CML2 is not built around an algorithm for the propositional satisfiability (or SAT) problem , such as GSAT or SATO. Given that CML2 is a constraint-based language, this might at first seem curious. But there are special features of CML2's domain that would make these relatively poor choices and difficult to apply.

The Linux kernel configuration problem for which CML2 was originally invented and tuned involves approximately 1750 symbols. Of these, however, fewer than 400 participate in about the same number of constraints, mostly implied constraints of simple (a <= b) form. However, many of the variables are not booleans but tristates, blowing the equivalent problem back up to about 1600 boolean shadow variables over 400 constraints, and making the translation of the problem into pure boolean-propositional form a significant exercise in itself.
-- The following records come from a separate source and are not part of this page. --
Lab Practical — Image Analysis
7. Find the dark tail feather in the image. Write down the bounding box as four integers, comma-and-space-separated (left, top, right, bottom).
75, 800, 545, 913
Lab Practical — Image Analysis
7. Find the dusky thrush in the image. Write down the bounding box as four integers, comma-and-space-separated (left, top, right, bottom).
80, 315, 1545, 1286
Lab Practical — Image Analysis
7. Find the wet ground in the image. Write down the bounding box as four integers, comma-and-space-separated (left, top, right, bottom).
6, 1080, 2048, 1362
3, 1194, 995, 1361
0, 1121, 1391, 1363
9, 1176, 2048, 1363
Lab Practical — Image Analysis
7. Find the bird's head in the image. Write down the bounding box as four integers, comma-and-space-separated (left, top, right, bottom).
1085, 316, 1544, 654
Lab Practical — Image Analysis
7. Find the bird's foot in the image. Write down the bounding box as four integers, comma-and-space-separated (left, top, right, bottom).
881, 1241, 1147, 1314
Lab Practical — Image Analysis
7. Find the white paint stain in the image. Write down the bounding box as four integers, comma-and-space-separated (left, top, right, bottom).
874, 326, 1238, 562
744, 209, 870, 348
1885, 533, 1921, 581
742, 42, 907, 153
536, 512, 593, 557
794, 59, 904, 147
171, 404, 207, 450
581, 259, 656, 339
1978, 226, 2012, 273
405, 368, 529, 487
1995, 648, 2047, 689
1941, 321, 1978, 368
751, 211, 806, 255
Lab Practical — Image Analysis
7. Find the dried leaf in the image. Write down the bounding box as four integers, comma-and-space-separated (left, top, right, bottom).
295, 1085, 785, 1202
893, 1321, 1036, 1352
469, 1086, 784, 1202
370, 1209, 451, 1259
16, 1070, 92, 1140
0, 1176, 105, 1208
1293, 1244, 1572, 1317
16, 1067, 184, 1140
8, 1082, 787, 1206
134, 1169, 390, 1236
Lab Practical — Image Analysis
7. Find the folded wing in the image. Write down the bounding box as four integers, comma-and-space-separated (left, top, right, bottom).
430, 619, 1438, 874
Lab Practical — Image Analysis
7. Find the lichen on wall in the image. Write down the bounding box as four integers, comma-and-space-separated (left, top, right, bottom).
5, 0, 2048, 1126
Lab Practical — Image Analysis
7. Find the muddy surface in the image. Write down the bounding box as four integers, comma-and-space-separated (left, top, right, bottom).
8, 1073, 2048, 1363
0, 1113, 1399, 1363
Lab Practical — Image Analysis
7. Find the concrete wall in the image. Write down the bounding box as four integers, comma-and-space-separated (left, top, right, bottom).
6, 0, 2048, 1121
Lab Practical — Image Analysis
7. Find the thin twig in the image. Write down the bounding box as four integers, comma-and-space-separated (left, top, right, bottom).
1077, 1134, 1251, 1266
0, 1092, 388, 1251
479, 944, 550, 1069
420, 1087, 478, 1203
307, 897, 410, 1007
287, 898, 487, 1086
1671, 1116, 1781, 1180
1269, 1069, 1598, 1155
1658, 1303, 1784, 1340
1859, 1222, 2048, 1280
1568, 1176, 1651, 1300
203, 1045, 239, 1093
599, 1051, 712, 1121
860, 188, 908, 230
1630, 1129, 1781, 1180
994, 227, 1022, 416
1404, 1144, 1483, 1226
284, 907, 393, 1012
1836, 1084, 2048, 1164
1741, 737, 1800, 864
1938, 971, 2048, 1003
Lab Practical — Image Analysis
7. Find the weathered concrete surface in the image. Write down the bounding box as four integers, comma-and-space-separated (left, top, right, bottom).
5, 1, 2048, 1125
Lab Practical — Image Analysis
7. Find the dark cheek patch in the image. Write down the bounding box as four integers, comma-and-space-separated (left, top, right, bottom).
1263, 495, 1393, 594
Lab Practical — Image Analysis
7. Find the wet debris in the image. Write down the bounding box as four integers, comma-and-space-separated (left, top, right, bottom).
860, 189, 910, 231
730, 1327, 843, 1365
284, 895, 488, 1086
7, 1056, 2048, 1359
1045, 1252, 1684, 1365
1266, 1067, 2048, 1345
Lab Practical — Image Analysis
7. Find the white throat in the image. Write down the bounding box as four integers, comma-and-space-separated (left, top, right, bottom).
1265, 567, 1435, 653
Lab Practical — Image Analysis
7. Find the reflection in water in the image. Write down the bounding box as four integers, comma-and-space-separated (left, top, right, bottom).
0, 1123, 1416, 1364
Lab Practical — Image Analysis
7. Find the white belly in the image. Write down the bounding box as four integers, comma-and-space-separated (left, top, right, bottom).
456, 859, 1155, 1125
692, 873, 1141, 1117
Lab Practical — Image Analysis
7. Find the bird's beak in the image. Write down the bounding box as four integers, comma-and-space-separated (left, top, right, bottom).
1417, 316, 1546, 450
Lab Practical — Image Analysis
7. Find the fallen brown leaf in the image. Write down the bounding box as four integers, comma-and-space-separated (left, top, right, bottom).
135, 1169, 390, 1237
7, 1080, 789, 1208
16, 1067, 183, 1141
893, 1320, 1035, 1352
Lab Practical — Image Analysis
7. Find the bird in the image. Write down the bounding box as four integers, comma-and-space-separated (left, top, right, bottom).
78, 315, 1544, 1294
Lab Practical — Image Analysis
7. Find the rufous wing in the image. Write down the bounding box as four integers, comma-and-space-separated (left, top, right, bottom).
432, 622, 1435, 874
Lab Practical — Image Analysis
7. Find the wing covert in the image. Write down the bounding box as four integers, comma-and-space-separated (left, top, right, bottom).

Complete SAT algorithms like SATO are very time-consuming (the problem is NP-complete), enough to cause unacceptable lag in an interactive configurator on a problem this size. Incomplete SAT algorithms like the stochastic GSAT technique are not guaranteed to yield an answer even though one may exist. But there is a more fundamental problem: we do not actually want a "model" in the SAT sense; where variables are underconstrained we want to leave them as don't-cares (e.g. not set them.)

(Good references on the SAT problem are available on the Web. SATO is the best-of-breed among complete SAT algorithms and the GSAT Page includes a Python implementation, and some good discussion of the algorithm's limitations. Michael Littman has also assembled a mini-survey of the literature.)

CML2 instead uses a relatively simple custom algorithm independently invented by the author, and more closely related to the resolution method of the original Davis-Putnam elimination algorithm than to the splitting-rule approach of SATO and other modern SAT techniques. The CML2 algorithm exploits facts about the domain. One is the fact that we don't actually need to find a full model. Another is the fact that many of the constraints (about 3/4 in the Linux-kernel problem) are simple chains of the form x1 <= x2 <= x3...<= xn created by suppress dependent declarations or sub-menu bracketing with {}.

When the value of a symbol is changed, CML2 tries to find variables it can force. It does this by simplifying the value of all frozen, "chilled", and tentatively set variables out of constraints. In any conjunction that this simplification leaves, the code looks for relationals with a constant on one side and a mutable symbol on the other. When these relationals constrain the symbol to a single value, that value is forced and the symbol is marked "chilled".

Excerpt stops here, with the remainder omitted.